I hunted 2 days during last week's deer/bear hunt. Saw a couple of squirrels that looked to be packed up and migrating south. 

Anybody do any good?


----------



## tree cutter 08 (Nov 20, 2011)

didnt even go. heard it wasnt looking to promising a couple of months ago. u find any acorns or sign?


----------



## jw14 (Nov 20, 2011)

i hunt private land just off swallow creek and have been seeing decent sign. very few acorns in the woods but i have 2 nice bucks on camera mostly in food plots


----------



## Chattooga River Hunter (Nov 21, 2011)

I heard Swallow's Creek had poor results and Chestatee was even worse.  It's tough times for deer hunters in the mountains.


----------



## HiawasseeRiverRat (Nov 21, 2011)

*Swallow Cr WMA*



tree cutter 08 said:


> didnt even go. heard it wasnt looking to promising a couple of months ago. u find any acorns or sign?



Tree Cutter, negative on the acorns. There were a few red oak acorns back in October but they are long gone. Dang hogs have ate what few they were.

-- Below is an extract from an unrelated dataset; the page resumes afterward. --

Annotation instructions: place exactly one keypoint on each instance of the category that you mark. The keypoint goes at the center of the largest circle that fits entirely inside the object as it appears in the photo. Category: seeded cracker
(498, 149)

Seen a little old sign from back in bow season (when they were a few red oak acorns) but nothing fresh.

Tough up here this year.


----------



## tree cutter 08 (Nov 22, 2011)

i always love hunting chesstate to but don't know if ill go this year or not. looked around on the back side a few weeks ago from low to high elevations and did'nt even see as much as a tweety bird. i hope they have something other than weeds in the food plots this year.


----------



## HOOCHMAN (Nov 28, 2011)

I hunted 3 days and saw three does and one bobcat. I found a place where their were a few red oaks, but that was all I saw. I will not be hunting the last hunt. The food plots dont seem to be get hit any either? some one told me their was 2 bucks, 3 hogs, and one bear checked out. I found more sign and acorns at chattahoochee, guess thats where I will hunt in december good luck to all.


----------